Soejoedi, seperti dilansir Majalah Konstruksi terbitan 1980, bercerita bahwa desain kantor Sekretariat ASEAN adalah memberikan semangat (spirit) dan keterbukaan serta mencerminkan sifat kerja sama negara-negara Asia Tenggara yang ketika itu baru terdiri dari lima anggota ASEAN yakni Indonesia, Filipina, Singapura, Malaysia, dan Thailand. Bangunan sembilan lantai dengan format horizontalnya yang mirip sawah terasering di kawasan perbukitan itu sebagai wujud dari sektor pertanian yang menjadi andalan utama ekonomi negara-negara ASEAN saat itu.
Dinding luar bangunan diberi lapisan keramik untuk memudahkan urusan pemeliharaannya. Kaca-kaca ruangan berwarna cokelat didatangkan langsung dari Jepang. Secara keseluruhan, kantor Sekretariat ASEAN memiliki tinggi sekitar 39,8 meter dan menghabiskan anggaran senilai total Rp5 miliar.
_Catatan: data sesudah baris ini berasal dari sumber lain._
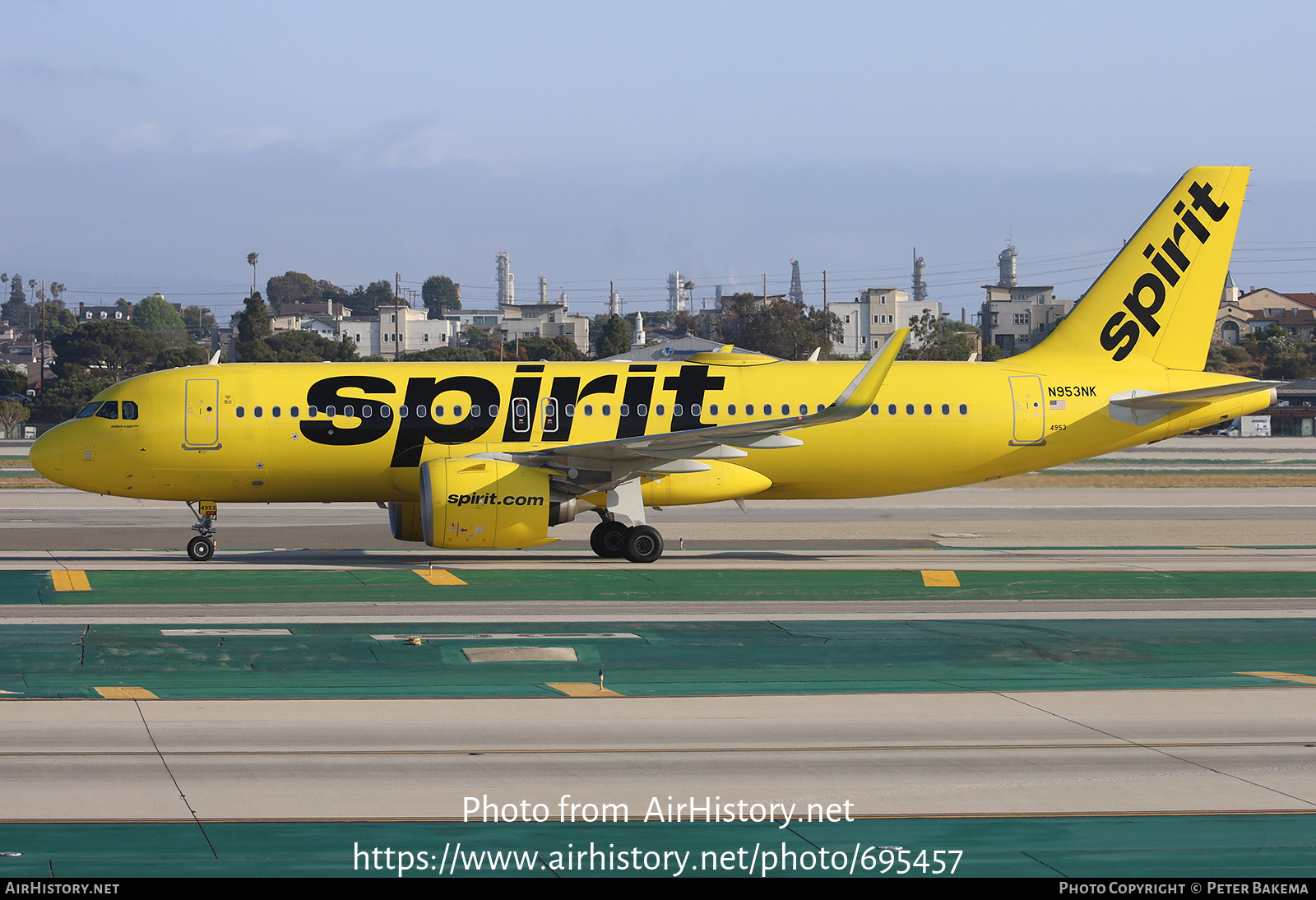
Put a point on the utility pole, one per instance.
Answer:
(41, 373)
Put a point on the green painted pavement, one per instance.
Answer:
(670, 660)
(648, 584)
(1076, 847)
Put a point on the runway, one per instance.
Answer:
(919, 754)
(1138, 653)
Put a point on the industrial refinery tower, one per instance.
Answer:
(506, 282)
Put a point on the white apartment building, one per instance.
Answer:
(869, 322)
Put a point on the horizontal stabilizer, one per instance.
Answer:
(1140, 407)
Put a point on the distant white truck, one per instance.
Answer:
(1249, 427)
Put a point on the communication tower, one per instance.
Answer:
(920, 287)
(506, 282)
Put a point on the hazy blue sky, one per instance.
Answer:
(153, 145)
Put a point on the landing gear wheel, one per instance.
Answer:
(644, 544)
(609, 540)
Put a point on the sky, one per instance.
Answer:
(151, 146)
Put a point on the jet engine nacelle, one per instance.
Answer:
(484, 504)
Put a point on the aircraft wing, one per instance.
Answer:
(1140, 407)
(590, 467)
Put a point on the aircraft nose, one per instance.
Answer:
(48, 456)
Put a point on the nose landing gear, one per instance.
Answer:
(202, 548)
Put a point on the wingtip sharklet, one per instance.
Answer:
(865, 387)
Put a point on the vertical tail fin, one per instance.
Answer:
(1158, 298)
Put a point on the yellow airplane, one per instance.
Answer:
(491, 456)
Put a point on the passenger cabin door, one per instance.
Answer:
(202, 421)
(1030, 414)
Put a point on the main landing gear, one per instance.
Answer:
(612, 540)
(202, 548)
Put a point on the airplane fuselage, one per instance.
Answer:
(245, 434)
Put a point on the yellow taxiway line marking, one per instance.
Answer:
(438, 577)
(1283, 676)
(125, 694)
(70, 579)
(582, 689)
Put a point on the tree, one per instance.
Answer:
(58, 318)
(157, 315)
(12, 381)
(179, 357)
(291, 287)
(932, 337)
(447, 355)
(199, 320)
(614, 337)
(12, 414)
(440, 295)
(254, 322)
(783, 328)
(16, 309)
(63, 397)
(105, 349)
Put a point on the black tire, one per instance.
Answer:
(609, 540)
(644, 544)
(201, 549)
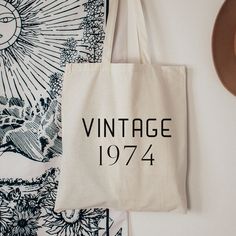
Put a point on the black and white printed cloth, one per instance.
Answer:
(37, 39)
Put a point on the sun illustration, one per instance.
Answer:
(10, 24)
(32, 36)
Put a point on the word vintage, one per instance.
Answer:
(127, 127)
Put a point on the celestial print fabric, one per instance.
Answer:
(37, 39)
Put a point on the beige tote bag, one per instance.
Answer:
(124, 131)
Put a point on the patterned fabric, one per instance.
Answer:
(37, 39)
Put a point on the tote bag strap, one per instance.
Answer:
(141, 31)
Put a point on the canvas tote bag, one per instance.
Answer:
(124, 131)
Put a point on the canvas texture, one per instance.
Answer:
(125, 136)
(37, 39)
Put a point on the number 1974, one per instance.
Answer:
(113, 152)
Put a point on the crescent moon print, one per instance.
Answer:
(37, 39)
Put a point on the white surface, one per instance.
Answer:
(181, 32)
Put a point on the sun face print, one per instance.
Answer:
(10, 24)
(32, 36)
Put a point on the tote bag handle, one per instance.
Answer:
(141, 31)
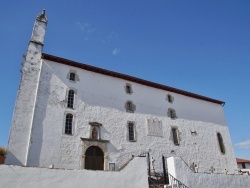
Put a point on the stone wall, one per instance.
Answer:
(29, 177)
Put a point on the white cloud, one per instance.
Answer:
(116, 51)
(85, 27)
(243, 145)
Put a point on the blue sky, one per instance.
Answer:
(199, 46)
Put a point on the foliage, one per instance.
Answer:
(3, 151)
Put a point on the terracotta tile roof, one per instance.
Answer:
(238, 160)
(127, 77)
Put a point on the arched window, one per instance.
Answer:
(68, 124)
(72, 76)
(71, 96)
(221, 144)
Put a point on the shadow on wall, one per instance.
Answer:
(13, 160)
(41, 106)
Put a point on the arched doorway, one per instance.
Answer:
(94, 158)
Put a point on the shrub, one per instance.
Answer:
(3, 151)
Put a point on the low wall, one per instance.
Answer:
(178, 168)
(133, 175)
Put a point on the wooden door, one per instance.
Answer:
(94, 158)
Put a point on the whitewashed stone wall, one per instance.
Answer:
(102, 99)
(23, 116)
(28, 177)
(247, 165)
(182, 172)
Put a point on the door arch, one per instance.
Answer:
(94, 158)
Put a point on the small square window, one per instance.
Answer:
(128, 88)
(72, 76)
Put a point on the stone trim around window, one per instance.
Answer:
(130, 107)
(171, 113)
(131, 131)
(95, 131)
(72, 78)
(68, 104)
(221, 143)
(68, 123)
(175, 135)
(170, 98)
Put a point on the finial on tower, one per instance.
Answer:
(42, 17)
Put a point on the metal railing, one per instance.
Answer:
(175, 183)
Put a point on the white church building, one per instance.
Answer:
(77, 116)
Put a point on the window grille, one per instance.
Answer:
(71, 96)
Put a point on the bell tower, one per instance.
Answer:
(22, 121)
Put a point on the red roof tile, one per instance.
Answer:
(129, 78)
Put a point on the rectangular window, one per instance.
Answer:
(175, 136)
(111, 166)
(243, 165)
(131, 132)
(71, 96)
(128, 88)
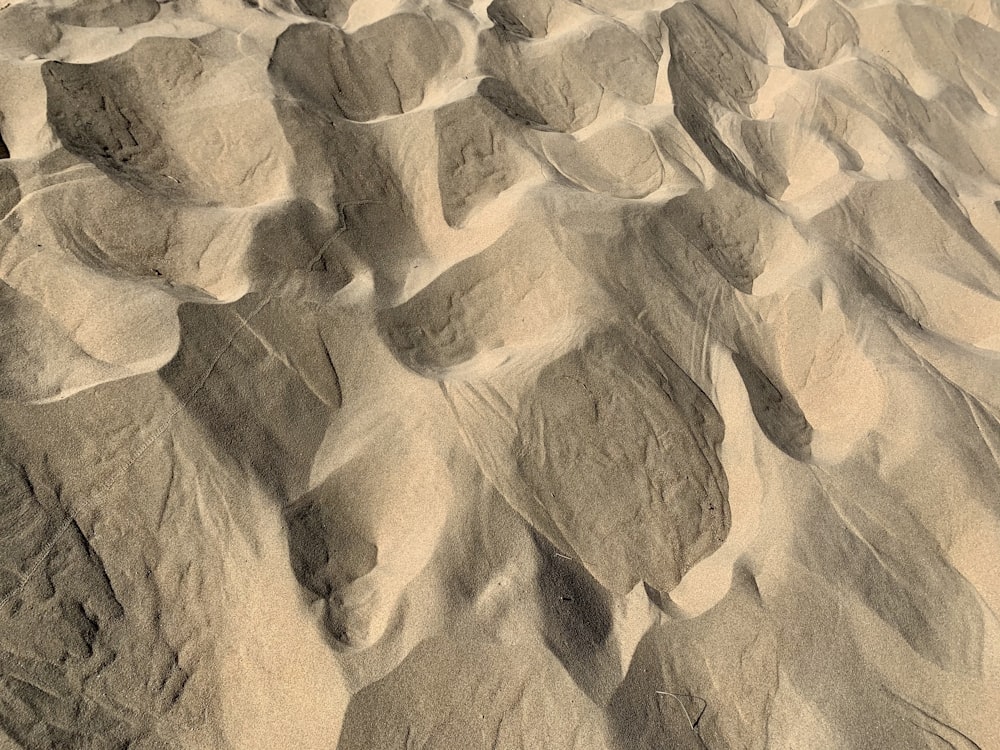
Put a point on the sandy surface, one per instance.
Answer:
(525, 374)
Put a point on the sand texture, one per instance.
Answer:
(500, 375)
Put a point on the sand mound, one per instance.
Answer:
(499, 373)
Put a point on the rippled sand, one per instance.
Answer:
(525, 374)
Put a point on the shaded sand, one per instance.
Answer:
(509, 374)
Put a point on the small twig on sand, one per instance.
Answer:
(677, 697)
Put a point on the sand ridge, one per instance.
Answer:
(499, 373)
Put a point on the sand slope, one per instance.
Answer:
(499, 374)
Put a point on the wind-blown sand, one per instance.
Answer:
(525, 374)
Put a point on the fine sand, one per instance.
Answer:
(511, 374)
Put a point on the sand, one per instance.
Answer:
(511, 374)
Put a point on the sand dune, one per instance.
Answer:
(499, 374)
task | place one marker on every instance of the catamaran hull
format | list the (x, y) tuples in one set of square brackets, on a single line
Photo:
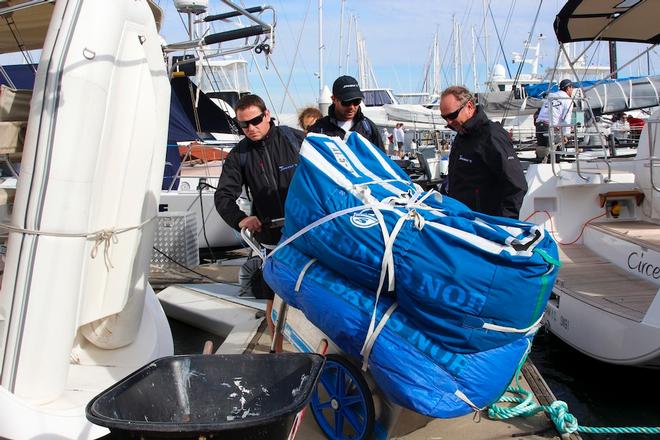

"Gedung Sekretariat ASEAN melambangkan tekad yang tidak tergoyahkan dari 250 juta rakyat-rakyat kelima negara anggota ASEAN untuk bersatu padu. Dengan tampilnya gedung Sekretariat ini, maka tekad bersatu-padu tadi makin diperkokoh oleh sarana organisasi yang tangguh," kata Presiden Soeharto ketika meresmikan gedung Sekretariat ASEAN, 9 Mei 1981, seperti dikutip dari buku 40 Tahun Indonesia Merdeka.
Menara Baru
Seiring berjalannya waktu dan makin pesatnya perkembangan organisasi ASEAN yang kini memiliki 10 negara anggota, maka dibutuhkan penambahan area kawasan perkantoran Sekretariat ASEAN yang berada di Jl Sisingamangaraja nomor 70A. Oleh sebab itu, Pemerintah Indonesia memperluas kawasan Sekretariat ASEAN dan hasilnya dua menara kembar setinggi 16 lantai pun berhasil diwujudkan.
Luas total bangunan mencapai 49.993 meter persegi dan berdiri di atas lahan 11.369 m2 termasuk memanfaatkan lahan bekas kantor Wali Kota Jakarta Selatan. Pembangunan menara baru Sekretariat ASEAN ini menghabiskan waktu 549 hari kerja. Terdapat sebuah jembatan penghubung sepanjang 40,5 meter di antara dua menara kembar dan bangunan lama Sekretariat ASEAN dan menjadi jembatan penghubung tanpa kolom struktural atau penyangga terpanjang di Indonesia.
Selain itu, gedung Sekretariat ASEAN ini dilengkapi dengan 30 ruang pertemuan dengan masing-masing negara anggota ASEAN akan memiliki ruangan tersendiri. Dengan segala fasilitas yang ada, gedung baru Sekretariat ASEAN itu mampu mengakomodasi sebagian besar pertemuan ASEAN yang membuatnya dapat bekerja lebih efisien di masa mendatang.
Presiden Joko Widodo ketika meresmikan pemakaian menara kembar Sekretariat ASEAN pada 8 Agustus 2019, bertepatan dengan HUT ke-52 ASEAN menyatakan gedung baru ini menggambarkan semangat baru ASEAN. Ia juga berharap agar ke depannya sebagian besar kegiatan-kegiatan ASEAN dilangsungkan di gedung baru tersebut.
Dengan begitu, ASEAN dapat lebih mengefisienkan pengeluaran yang dibutuhkan untuk melangsungkan suatu kegiatan dan mengalihkannya untuk kegiatan-kegiatan ASEAN lainnya. “Gedung baru ini mencerminkan spirit baru ASEAN, mencerminkan The New ASEAN. Saya berharap ke depannya sebagian besar kegiatan ASEAN sudah selayaknya dapat dilakukan di gedung ini,” ucapnya.
Wajah baru Sekretariat ASEAN juga merefleksikan respons dan gerak cepat Indonesia dalam memfasilitasi ASEAN menyongsong perubahan yang berlangsung sangat cepat dan tantangan global ke depan.